Investing for the Long-term

Last week more than 100 maturing pallid sturgeon made the trip from the U.S. Fish and Wildlife Service’s Gavins Point National Fish Hatchery (http://www.fws.gov/gavinspoint/) in Yankton, South Dakota to Columbia, Missouri.  Nearly nine years ago, in the spring of 2002, these fish began their lives in the hatchery as embryos artificially spawned by biologists.  Some of the embryos were raised and released as juveniles, and then released into the river to increase imperiled populations.  Others were housed in very large tanks to be watchfully cultured in the hatchery for possible use as adult broodstock – a kind of insurance policy – in the event that wild, spawning pallid sturgeon could no longer be caught from the Missouri River. The work of hatchery professionals (in both the U.S. Fish and Wildlife Service and participating State agencies) have been so successful at artificially propagating the species that there are more fish produced in hatcheries than are needed to support populations in the wild. This creates unique and valuable opportunities for researchers working to understand a rare and endangered species like the pallid sturgeon.

Nine-year-old pallid sturgeon wait in holding tanks for their turn to be evaluated by biologists at CERC. More than 100 pallid sturgeon made the trip from Gavins Point National Fish Hatchery to Columbia on a snowy December day.

 The 100 pallid sturgeon that made the trip to Columbia are excess to the needs of the conservation propagation program and have found a new role supporting the recovery of the species.  Pallid sturgeon take many years to reach reproductive maturity and spawn.  At 9 years old, the reproductive organs of these sturgeon are maturing and preparing for reproduction.  This is a particularly important time in their life cycle.  Soon after arrival at the USGS Columbia Environmental Research Center (CERC), biologists examined the reproductive status of each individual sturgeon using an ultrasound and extracted blood samples to analyze hormones. The sturgeon were then released into specially constructed ponds where they will be exposed for up to 3 years to a compound called ethinyl estradiol, which is the active ingredient found in many commonly used birth control pills.  Previous studies with the closely related shovelnose sturgeon in the Missouri River have documented an unusually high incidence of reproductive anomalies, including an intersex condition in 15 to 25% of male sturgeon.  Sturgeon that show this intersex condition have reproductive organs that are both male and female.  The high frequency of intersex in Missouri River sturgeon may be linked to compounds like ethinyl estradiol that enter the river from wastewater treatment facilities, and is an emerging concern for the reproductive health of pallid sturgeon in the river.  This long-term study will follow sturgeon through an entire reproductive cycle and will help researchers understand what causes intersex in sturgeon. 

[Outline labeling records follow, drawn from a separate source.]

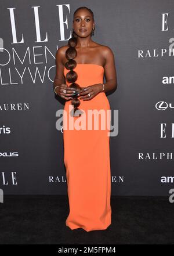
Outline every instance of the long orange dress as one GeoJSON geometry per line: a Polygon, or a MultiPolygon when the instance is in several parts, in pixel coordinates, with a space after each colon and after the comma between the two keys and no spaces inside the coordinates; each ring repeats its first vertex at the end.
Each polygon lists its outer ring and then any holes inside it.
{"type": "MultiPolygon", "coordinates": [[[[74,70],[78,74],[75,82],[82,87],[103,82],[104,68],[102,66],[77,64],[74,70]]],[[[64,67],[65,77],[68,71],[64,67]]],[[[66,84],[68,86],[71,84],[67,80],[66,84]]],[[[70,116],[72,108],[70,110],[70,105],[73,107],[71,100],[66,102],[66,111],[63,115],[64,162],[70,208],[66,225],[71,230],[81,228],[89,232],[106,229],[111,223],[110,127],[106,124],[107,121],[107,124],[110,124],[110,106],[103,92],[89,100],[79,100],[78,108],[84,113],[81,117],[70,116]],[[91,124],[87,119],[87,111],[89,109],[102,110],[103,113],[104,111],[105,129],[102,129],[100,122],[99,129],[95,129],[92,125],[92,129],[88,129],[88,124],[91,124]],[[84,126],[82,128],[82,124],[84,124],[82,119],[81,122],[78,121],[79,128],[75,128],[75,122],[82,117],[84,121],[84,116],[85,128],[84,126]],[[73,120],[74,129],[72,126],[70,128],[73,120]]],[[[99,114],[99,122],[100,116],[99,114]]]]}

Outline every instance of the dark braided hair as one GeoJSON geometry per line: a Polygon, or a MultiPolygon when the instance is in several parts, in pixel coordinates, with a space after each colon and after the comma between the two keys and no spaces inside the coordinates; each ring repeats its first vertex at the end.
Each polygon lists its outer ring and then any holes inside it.
{"type": "MultiPolygon", "coordinates": [[[[75,10],[74,13],[74,19],[76,12],[81,9],[86,9],[89,12],[90,12],[93,20],[93,12],[90,9],[85,6],[79,7],[77,10],[75,10]]],[[[68,60],[68,62],[65,63],[65,67],[70,71],[66,74],[66,80],[68,82],[71,82],[71,84],[70,85],[70,87],[73,88],[75,89],[77,89],[78,91],[79,91],[81,89],[80,85],[75,82],[75,81],[77,81],[77,80],[78,75],[77,73],[74,70],[73,70],[73,69],[75,68],[77,66],[77,62],[74,59],[75,58],[77,54],[77,51],[75,49],[75,46],[77,45],[77,35],[74,30],[72,31],[72,36],[71,38],[69,39],[68,44],[69,45],[69,48],[66,51],[66,57],[68,60]]],[[[74,106],[74,109],[71,112],[71,116],[73,117],[81,116],[82,114],[84,113],[84,112],[82,110],[79,110],[78,107],[80,105],[81,102],[78,99],[77,95],[75,95],[74,96],[74,99],[71,100],[71,104],[74,106]]]]}

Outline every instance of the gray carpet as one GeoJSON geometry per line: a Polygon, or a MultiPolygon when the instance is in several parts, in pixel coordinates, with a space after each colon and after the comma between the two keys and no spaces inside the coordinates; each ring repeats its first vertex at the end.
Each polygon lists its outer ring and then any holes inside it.
{"type": "Polygon", "coordinates": [[[66,226],[67,196],[5,196],[0,244],[173,244],[174,204],[168,197],[111,196],[112,223],[104,230],[66,226]]]}

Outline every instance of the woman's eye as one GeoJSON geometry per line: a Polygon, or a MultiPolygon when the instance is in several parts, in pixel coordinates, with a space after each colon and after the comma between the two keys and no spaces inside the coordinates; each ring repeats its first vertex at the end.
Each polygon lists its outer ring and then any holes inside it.
{"type": "MultiPolygon", "coordinates": [[[[76,21],[78,21],[78,20],[80,20],[79,19],[77,19],[75,20],[76,21]]],[[[89,20],[89,21],[90,21],[90,19],[86,19],[86,20],[89,20]]]]}

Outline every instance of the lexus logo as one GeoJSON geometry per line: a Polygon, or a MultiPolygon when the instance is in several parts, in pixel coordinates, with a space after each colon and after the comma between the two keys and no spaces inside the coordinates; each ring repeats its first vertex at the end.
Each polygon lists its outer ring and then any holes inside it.
{"type": "Polygon", "coordinates": [[[13,157],[13,156],[19,156],[18,152],[9,152],[9,153],[8,152],[3,152],[1,153],[0,152],[0,157],[3,156],[3,157],[13,157]]]}
{"type": "Polygon", "coordinates": [[[165,110],[168,107],[173,109],[172,103],[168,104],[166,102],[158,102],[155,104],[155,107],[158,110],[165,110]]]}

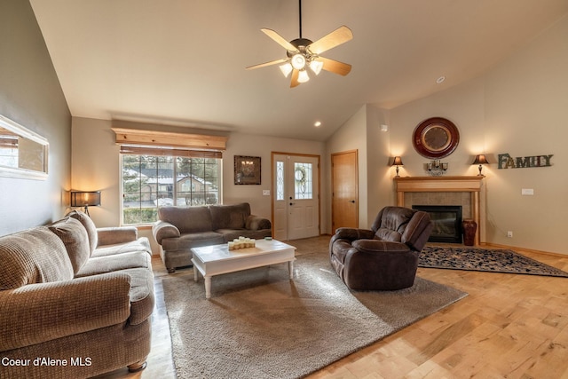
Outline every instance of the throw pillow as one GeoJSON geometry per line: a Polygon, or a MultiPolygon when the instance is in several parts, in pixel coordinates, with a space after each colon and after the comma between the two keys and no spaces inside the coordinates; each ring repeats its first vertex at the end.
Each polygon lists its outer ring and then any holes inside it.
{"type": "Polygon", "coordinates": [[[73,265],[73,272],[76,274],[91,257],[87,231],[80,221],[73,217],[59,220],[49,228],[63,241],[73,265]]]}

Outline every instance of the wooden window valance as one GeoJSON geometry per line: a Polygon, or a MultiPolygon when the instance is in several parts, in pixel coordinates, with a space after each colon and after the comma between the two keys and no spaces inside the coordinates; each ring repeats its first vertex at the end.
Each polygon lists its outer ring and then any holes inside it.
{"type": "Polygon", "coordinates": [[[112,128],[121,154],[221,158],[227,137],[112,128]]]}

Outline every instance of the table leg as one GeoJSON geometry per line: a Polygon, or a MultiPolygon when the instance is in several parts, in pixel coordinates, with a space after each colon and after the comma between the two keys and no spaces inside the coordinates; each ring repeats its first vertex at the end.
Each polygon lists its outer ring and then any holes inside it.
{"type": "Polygon", "coordinates": [[[197,267],[193,265],[193,280],[199,280],[199,272],[197,272],[197,267]]]}
{"type": "Polygon", "coordinates": [[[211,277],[206,276],[205,279],[205,298],[211,298],[211,277]]]}

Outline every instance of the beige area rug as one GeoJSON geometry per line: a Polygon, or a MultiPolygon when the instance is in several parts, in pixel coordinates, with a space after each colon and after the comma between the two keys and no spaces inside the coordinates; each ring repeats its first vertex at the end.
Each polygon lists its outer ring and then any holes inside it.
{"type": "Polygon", "coordinates": [[[416,278],[410,288],[351,292],[327,254],[213,277],[211,299],[191,270],[163,279],[178,378],[296,378],[449,304],[466,293],[416,278]]]}

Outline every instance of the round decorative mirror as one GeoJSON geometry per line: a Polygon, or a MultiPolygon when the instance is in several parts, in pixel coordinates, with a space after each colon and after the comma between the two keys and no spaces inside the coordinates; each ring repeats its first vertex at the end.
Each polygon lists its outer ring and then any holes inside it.
{"type": "Polygon", "coordinates": [[[448,156],[460,142],[460,132],[454,122],[442,117],[432,117],[422,121],[413,135],[413,145],[416,152],[425,158],[448,156]]]}

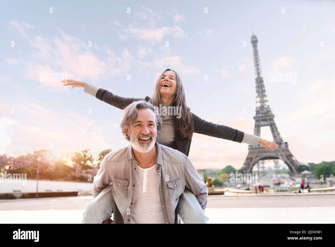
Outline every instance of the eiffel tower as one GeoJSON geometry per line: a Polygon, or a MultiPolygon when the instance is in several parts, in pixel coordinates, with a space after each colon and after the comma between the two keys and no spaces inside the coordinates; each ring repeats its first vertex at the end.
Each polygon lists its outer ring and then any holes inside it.
{"type": "Polygon", "coordinates": [[[271,111],[269,105],[262,74],[261,63],[257,48],[258,40],[253,33],[251,36],[251,41],[254,50],[256,95],[256,114],[254,117],[255,121],[254,135],[260,136],[261,127],[269,126],[273,137],[273,142],[278,144],[279,146],[273,148],[273,152],[272,152],[259,144],[257,146],[249,145],[249,153],[242,169],[244,173],[251,173],[254,165],[260,160],[262,160],[263,163],[264,160],[273,159],[274,160],[275,164],[277,164],[278,160],[280,159],[287,165],[291,172],[295,176],[297,176],[298,175],[297,169],[300,164],[288,149],[287,143],[283,140],[274,122],[274,115],[271,111]]]}

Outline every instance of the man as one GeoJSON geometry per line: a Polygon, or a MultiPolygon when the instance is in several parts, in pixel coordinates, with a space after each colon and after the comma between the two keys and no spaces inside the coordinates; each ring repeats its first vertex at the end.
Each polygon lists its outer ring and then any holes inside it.
{"type": "Polygon", "coordinates": [[[112,182],[114,223],[174,223],[185,188],[204,210],[207,188],[191,161],[156,142],[162,124],[156,108],[141,101],[124,110],[120,126],[130,145],[106,155],[93,182],[94,198],[112,182]]]}

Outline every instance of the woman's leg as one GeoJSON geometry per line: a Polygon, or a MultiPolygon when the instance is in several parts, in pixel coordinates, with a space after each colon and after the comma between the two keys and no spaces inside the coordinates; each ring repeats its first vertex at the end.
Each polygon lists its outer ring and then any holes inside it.
{"type": "Polygon", "coordinates": [[[86,206],[82,224],[101,224],[109,219],[113,211],[112,184],[104,189],[86,206]]]}
{"type": "Polygon", "coordinates": [[[177,205],[178,212],[184,224],[207,224],[205,215],[195,196],[187,188],[180,196],[177,205]]]}

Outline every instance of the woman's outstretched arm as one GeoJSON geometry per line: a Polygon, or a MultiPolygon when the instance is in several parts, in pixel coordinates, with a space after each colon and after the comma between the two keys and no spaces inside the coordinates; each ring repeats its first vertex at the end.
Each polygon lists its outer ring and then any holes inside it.
{"type": "Polygon", "coordinates": [[[256,146],[259,144],[271,152],[273,152],[273,150],[270,146],[275,148],[278,147],[278,145],[273,142],[263,139],[257,136],[245,133],[230,127],[208,122],[195,114],[191,113],[193,116],[195,133],[240,143],[243,142],[250,145],[256,146]]]}
{"type": "Polygon", "coordinates": [[[78,81],[64,80],[64,86],[72,86],[71,88],[74,87],[84,88],[84,92],[102,101],[108,103],[113,106],[123,110],[131,103],[138,100],[144,100],[142,98],[125,98],[118,96],[111,92],[102,88],[99,89],[90,84],[78,81]]]}

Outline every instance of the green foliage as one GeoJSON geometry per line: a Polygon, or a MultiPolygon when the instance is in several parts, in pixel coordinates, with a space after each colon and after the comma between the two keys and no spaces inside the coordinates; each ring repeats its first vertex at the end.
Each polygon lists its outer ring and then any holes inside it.
{"type": "Polygon", "coordinates": [[[297,171],[298,172],[301,172],[306,170],[308,171],[310,170],[310,167],[306,165],[300,165],[298,166],[297,171]]]}
{"type": "Polygon", "coordinates": [[[235,172],[236,171],[236,169],[232,166],[231,165],[227,165],[225,167],[222,169],[222,170],[221,171],[221,172],[220,172],[220,174],[221,173],[227,173],[229,175],[231,173],[233,173],[234,174],[235,172]]]}
{"type": "Polygon", "coordinates": [[[100,164],[106,154],[112,152],[112,149],[106,149],[101,152],[98,155],[98,159],[96,160],[98,162],[98,166],[100,167],[100,164]]]}
{"type": "Polygon", "coordinates": [[[317,178],[320,178],[320,176],[322,175],[325,178],[329,177],[332,174],[333,171],[332,167],[330,165],[323,164],[316,167],[314,171],[314,175],[317,178]]]}
{"type": "Polygon", "coordinates": [[[213,184],[214,186],[222,187],[223,186],[223,182],[219,179],[215,178],[213,180],[213,184]]]}
{"type": "Polygon", "coordinates": [[[203,171],[202,174],[204,175],[204,183],[206,183],[207,182],[207,178],[208,177],[208,176],[206,171],[203,171]]]}

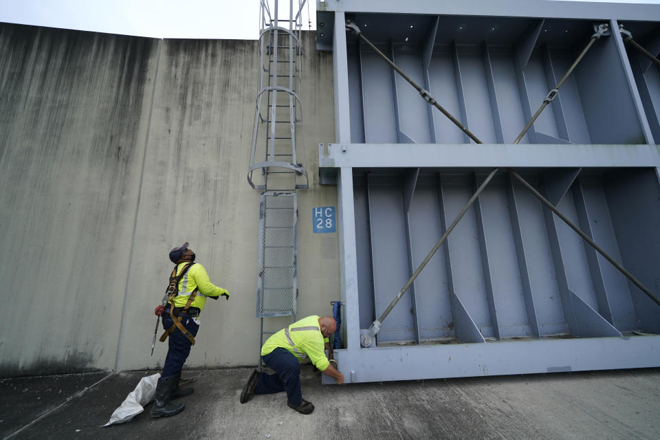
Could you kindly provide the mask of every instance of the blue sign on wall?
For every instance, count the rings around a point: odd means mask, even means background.
[[[334,206],[312,208],[311,218],[314,220],[315,234],[335,232],[336,227]]]

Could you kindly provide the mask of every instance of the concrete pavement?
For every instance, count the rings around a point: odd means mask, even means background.
[[[239,396],[250,370],[189,371],[186,409],[146,410],[107,428],[111,414],[153,371],[0,380],[2,439],[657,439],[660,368],[322,386],[302,373],[310,415],[283,393]]]

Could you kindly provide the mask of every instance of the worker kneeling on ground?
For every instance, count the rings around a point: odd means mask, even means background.
[[[164,341],[168,336],[170,340],[151,407],[151,416],[154,417],[166,417],[183,410],[183,404],[175,405],[170,400],[192,393],[192,388],[180,388],[179,382],[181,370],[199,329],[199,314],[207,297],[217,300],[223,296],[229,299],[229,292],[212,283],[204,267],[195,263],[195,252],[188,248],[187,242],[170,251],[170,260],[176,265],[170,277],[170,283],[173,281],[177,289],[168,298],[162,314],[165,333],[160,340]]]
[[[325,338],[335,332],[332,316],[307,316],[280,330],[266,340],[261,359],[275,374],[252,371],[241,393],[244,404],[255,394],[287,392],[287,404],[301,414],[309,414],[314,406],[302,398],[300,364],[308,358],[319,371],[344,383],[344,375],[330,364],[324,351]]]

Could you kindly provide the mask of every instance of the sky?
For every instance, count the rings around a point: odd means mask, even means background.
[[[153,38],[256,40],[259,5],[258,0],[0,0],[0,22]],[[316,28],[316,0],[307,0],[304,30],[310,29],[310,21],[311,29]]]

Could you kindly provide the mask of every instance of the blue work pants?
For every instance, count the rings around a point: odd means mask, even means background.
[[[275,374],[262,373],[256,382],[255,394],[271,394],[287,392],[292,405],[300,406],[302,403],[300,389],[300,363],[286,349],[278,347],[261,359],[275,371]]]
[[[176,318],[176,317],[175,317]],[[192,318],[184,316],[181,320],[181,323],[184,327],[192,333],[193,336],[197,335],[197,330],[199,326],[197,325]],[[170,317],[169,314],[163,314],[163,328],[167,330],[174,324],[174,321]],[[165,364],[163,366],[163,373],[162,377],[167,377],[181,373],[181,369],[188,359],[188,355],[190,354],[190,347],[192,344],[188,338],[181,332],[178,327],[174,328],[174,331],[170,333],[168,338],[169,346],[167,350],[167,357],[165,358]]]

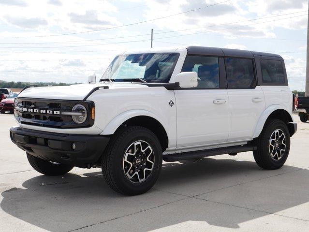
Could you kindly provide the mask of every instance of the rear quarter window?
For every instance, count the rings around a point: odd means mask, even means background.
[[[285,83],[285,78],[282,61],[261,59],[260,62],[264,83]]]

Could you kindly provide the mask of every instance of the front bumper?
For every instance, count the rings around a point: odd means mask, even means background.
[[[20,127],[11,128],[10,136],[14,144],[30,155],[80,168],[101,163],[100,158],[109,141],[108,136],[56,133]]]

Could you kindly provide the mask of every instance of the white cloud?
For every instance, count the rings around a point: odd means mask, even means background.
[[[83,14],[71,13],[68,15],[71,22],[84,24],[88,28],[95,28],[98,26],[101,26],[101,28],[112,26],[114,25],[116,21],[105,14],[98,15],[98,12],[95,11],[86,11]]]
[[[27,3],[23,0],[0,0],[0,4],[8,6],[26,6]]]
[[[60,62],[60,64],[64,66],[85,66],[85,63],[79,59],[65,60]]]
[[[60,0],[49,0],[48,3],[55,6],[60,6],[62,5],[62,3]]]
[[[22,28],[36,28],[48,24],[45,19],[38,17],[27,18],[22,16],[6,15],[4,18],[9,23]]]

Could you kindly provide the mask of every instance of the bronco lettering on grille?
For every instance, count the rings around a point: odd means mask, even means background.
[[[39,113],[40,114],[48,114],[49,115],[60,115],[60,111],[58,110],[40,110],[39,109],[32,109],[23,108],[23,112],[29,113]]]

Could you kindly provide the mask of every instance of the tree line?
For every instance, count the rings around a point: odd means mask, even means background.
[[[74,84],[80,84],[77,83],[75,83]],[[62,82],[60,82],[59,83],[56,83],[56,82],[21,82],[20,81],[18,81],[18,82],[14,82],[14,81],[10,81],[9,82],[7,82],[5,81],[0,81],[0,87],[1,88],[23,88],[26,87],[27,86],[29,86],[29,85],[37,85],[39,87],[43,87],[43,86],[70,86],[71,85],[73,85],[73,83],[68,84],[68,83],[64,83]]]

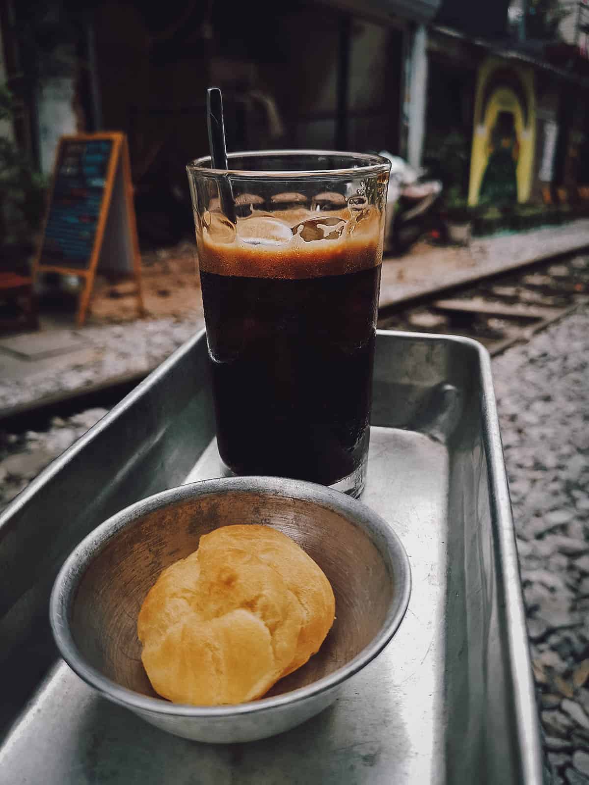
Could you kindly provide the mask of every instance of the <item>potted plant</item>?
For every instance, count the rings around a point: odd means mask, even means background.
[[[448,240],[456,245],[468,245],[472,237],[475,210],[469,206],[459,188],[450,189],[444,213]]]

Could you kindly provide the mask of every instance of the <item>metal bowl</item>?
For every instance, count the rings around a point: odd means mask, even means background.
[[[169,703],[141,664],[141,604],[161,571],[196,550],[201,535],[247,522],[284,531],[316,561],[333,586],[336,620],[319,652],[259,700]],[[390,641],[410,590],[403,546],[360,502],[311,483],[226,478],[164,491],[94,529],[57,576],[50,619],[64,659],[109,700],[176,736],[244,742],[294,728],[331,703]]]

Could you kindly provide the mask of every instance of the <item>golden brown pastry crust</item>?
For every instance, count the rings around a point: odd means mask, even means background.
[[[329,581],[269,526],[224,526],[166,568],[139,612],[141,659],[175,703],[261,697],[319,650],[334,620]]]

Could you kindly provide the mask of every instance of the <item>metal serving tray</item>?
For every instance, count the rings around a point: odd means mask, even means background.
[[[398,633],[331,707],[265,741],[207,745],[112,705],[56,662],[53,579],[120,508],[218,476],[203,333],[0,516],[0,783],[540,785],[539,729],[488,356],[381,331],[363,501],[401,536]]]

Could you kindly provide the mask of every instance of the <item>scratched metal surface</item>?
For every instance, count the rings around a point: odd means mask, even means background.
[[[50,656],[34,623],[87,531],[149,493],[218,475],[205,360],[201,334],[0,518],[0,633],[13,663],[31,645]],[[57,662],[5,734],[0,783],[540,785],[488,357],[464,339],[380,333],[374,395],[363,501],[401,537],[413,590],[392,643],[336,703],[265,741],[199,744],[107,703]],[[17,676],[9,719],[30,687]]]

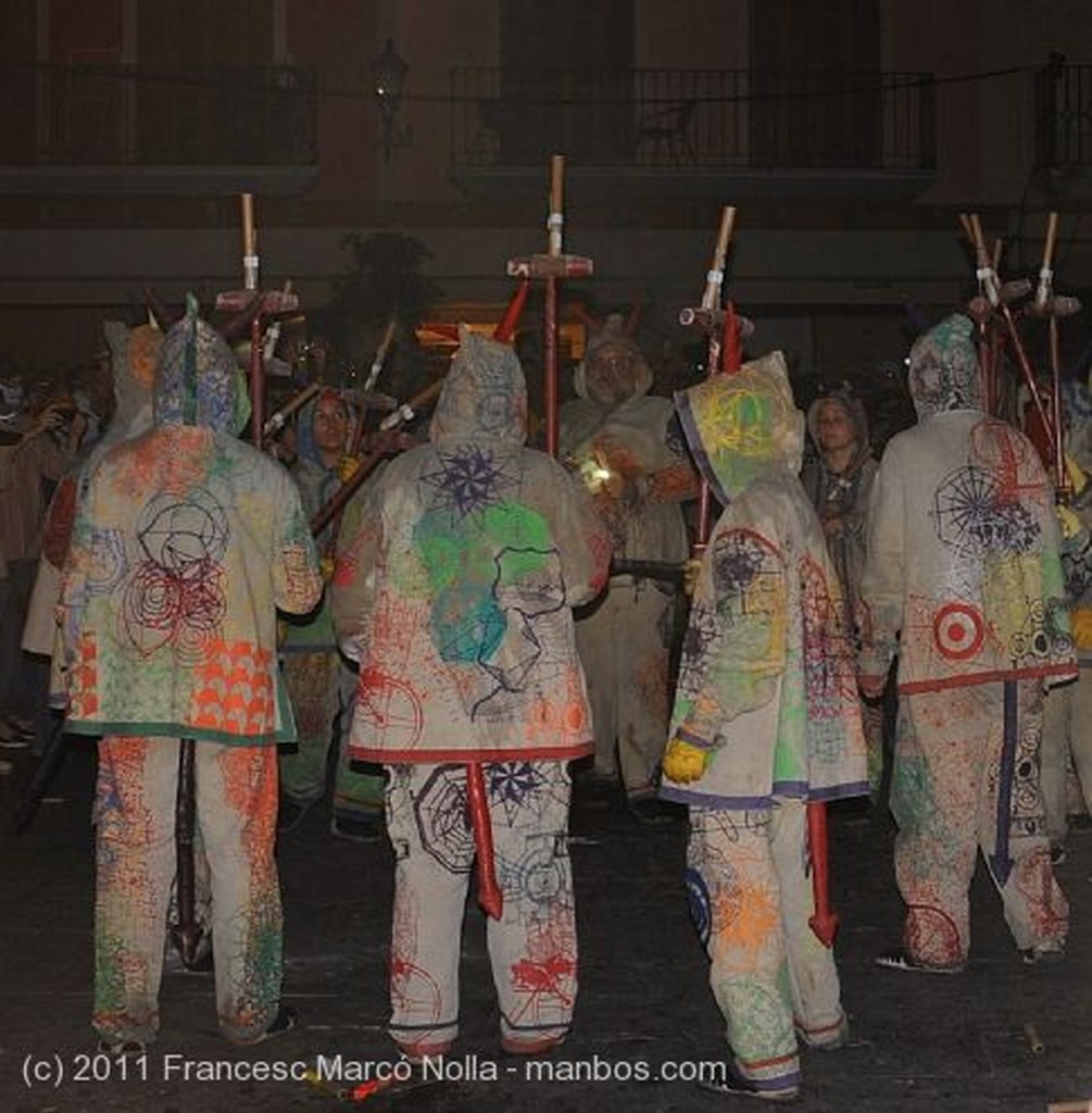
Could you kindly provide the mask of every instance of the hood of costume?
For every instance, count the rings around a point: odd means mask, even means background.
[[[973,335],[971,318],[953,313],[914,342],[906,386],[918,421],[955,410],[982,410],[983,383]]]

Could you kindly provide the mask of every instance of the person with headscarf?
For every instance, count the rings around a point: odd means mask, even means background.
[[[220,1031],[254,1044],[294,1024],[274,841],[276,743],[295,729],[276,614],[306,613],[323,590],[295,484],[238,440],[242,375],[193,298],[164,337],[153,413],[86,477],[61,588],[66,728],[99,736],[92,1025],[110,1055],[159,1031],[184,739]]]
[[[87,427],[71,398],[55,396],[14,423],[0,445],[0,742],[40,752],[48,735],[49,666],[22,650],[38,573],[47,484],[72,466]]]
[[[351,751],[388,772],[388,1031],[411,1058],[459,1035],[478,762],[503,897],[488,922],[501,1044],[538,1054],[565,1038],[577,995],[568,764],[592,742],[572,609],[601,590],[610,543],[580,484],[525,446],[508,345],[460,329],[429,436],[367,486],[333,583],[360,661]]]
[[[617,315],[593,333],[559,416],[559,456],[592,492],[614,568],[578,615],[596,730],[594,776],[621,779],[639,819],[669,818],[657,799],[670,711],[679,584],[627,569],[679,567],[689,552],[682,503],[698,494],[675,408],[650,395],[652,372]]]
[[[1043,709],[1040,777],[1055,865],[1065,859],[1071,814],[1088,827],[1092,812],[1092,391],[1071,380],[1062,403],[1072,491],[1059,509],[1061,555],[1079,674],[1051,688]]]
[[[974,325],[946,317],[911,348],[917,423],[884,450],[860,580],[860,688],[897,656],[891,809],[906,904],[901,971],[956,973],[971,949],[978,850],[1024,961],[1057,958],[1039,762],[1043,688],[1075,672],[1054,492],[1034,445],[983,408]]]
[[[842,584],[843,626],[856,644],[868,496],[878,466],[868,439],[868,415],[860,398],[844,386],[811,403],[807,430],[815,454],[805,460],[800,482],[823,524]],[[860,711],[875,799],[884,771],[883,701],[865,699]]]
[[[806,812],[868,791],[854,656],[781,353],[676,405],[725,510],[693,585],[660,792],[689,806],[687,893],[727,1024],[710,1089],[785,1101],[798,1043],[848,1034],[834,952],[809,926]]]
[[[323,387],[299,411],[296,452],[288,470],[299,487],[308,519],[329,501],[348,477],[347,452],[355,416],[338,391]],[[357,494],[342,512],[357,512]],[[327,525],[316,539],[329,580],[340,526]],[[289,621],[281,646],[283,673],[296,716],[299,740],[281,752],[282,830],[291,830],[326,794],[327,756],[336,739],[331,834],[350,841],[378,839],[383,829],[383,777],[354,769],[348,756],[356,673],[342,657],[334,637],[329,599],[306,621]]]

Passersby at CERC probably wondered what was going on under the tent that appeared suddenly one December morning. Outside it was frigid, but inside it was warm as CERC biologists took blood samples and evaluated each of the new resident pallid sturgeon with an ultrasound.

Long-term studies with adult sturgeon are not easy.  Pallid sturgeon are large and live near the bottom of rivers in the current.  It takes a lot of moving water and space to grow and keep big sturgeon healthy.  In 2010, the CERC began the process of reconstructing the extensive network of experimental ponds at the Center.  The USGS, with the assistance of funds provided through the American Recovery & Reinvestment Act, completed a 1.6 million dollar redesign and reconstruction in the fall of 2011.  Part of that construction project provided for a series of small ponds with sand and gravel bottoms that can be fitted with a partial central divider and circulators to create a continuous current.  This produces conditions that are much like the habitats where pallid sturgeon are found.  These new ponds were completed just in time for their residents from Yankton, South Dakota to move in and make themselves at home.   This study represents a twelve-year investment that would not have been possible without the dedication of the hatchery staff to successfully raise these fish and the re-investment in infrastructure to adequately provide suitable conditions for these large fish.

Beau Griffith, a biological technician at CERC, stands at the bottom of one of the newly reconstructed ponds designed to conduct long-term studies with sturgeon and other riverine species. A divider and circulators can be installed in the sandy-bottomed ponds to create the continuous water current that sturgeon prefer.